Ly-alpha Emission-Line Galaxies at z = 3.1 in the Extended Chandra Deep Field South

TL;DR

This study presents a deep survey of Ly-alpha emission-line galaxies at z=3.1, analyzing their properties, luminosity function, and star formation rates, revealing insights into their internal extinction and evolutionary state.

Contribution

It provides the first comprehensive characterization of Ly-alpha emitters at z=3.1, including their equivalent width distribution, luminosity function, and star formation rate discrepancies.

Findings

Equivalent width distribution follows an exponential with scale length 76 Å.

Luminosity function has a faint-end slope of -1.49 and log L* of 42.64.

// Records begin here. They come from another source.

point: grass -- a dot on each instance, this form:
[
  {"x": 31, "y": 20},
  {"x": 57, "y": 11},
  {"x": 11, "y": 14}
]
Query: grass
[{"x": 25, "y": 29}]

Ly-alpha derived star formation rates are about three times lower than UV continuum estimates.

Abstract

We describe the results of an extremely deep, 0.28 deg^2 survey for z = 3.1 Ly-alpha emission-line galaxies in the Extended Chandra Deep Field South. By using a narrow-band 5000 Anstrom filter and complementary broadband photometry from the MUSYC survey, we identify a statistically complete sample of 162 galaxies with monochromatic fluxes brighter than 1.5 x 10^-17 ergs cm^-2 s^-1 and observers frame equivalent widths greater than 80 Angstroms. We show that the equivalent width distribution of these objects follows an exponential with a rest-frame scale length of w_0 = 76 +/- 10 Angstroms. In addition, we show that in the emission line, the luminosity function of Ly-alpha galaxies has a faint-end power-law slope of alpha = -1.49 +/- 0.4, a bright-end cutoff of log L^* = 42.64 +/- 0.2, and a space density above our detection thresholds of 1.46 +/- 0.12 x 10^-3 h70^3 galaxies Mpc^-3. Finally, by comparing the emission-line and continuum properties of the LAEs, we show that the star-formation rates derived from Ly-alpha are ~3 times lower than those inferred from the rest-frame UV continuum. We use this offset to deduce the existence of a small amount of internal extinction within the host galaxies. This extinction, coupled with the lack of extremely-high equivalent width emitters, argues that these galaxies are not primordial Pop III objects, though they are young and relatively chemically unevolved.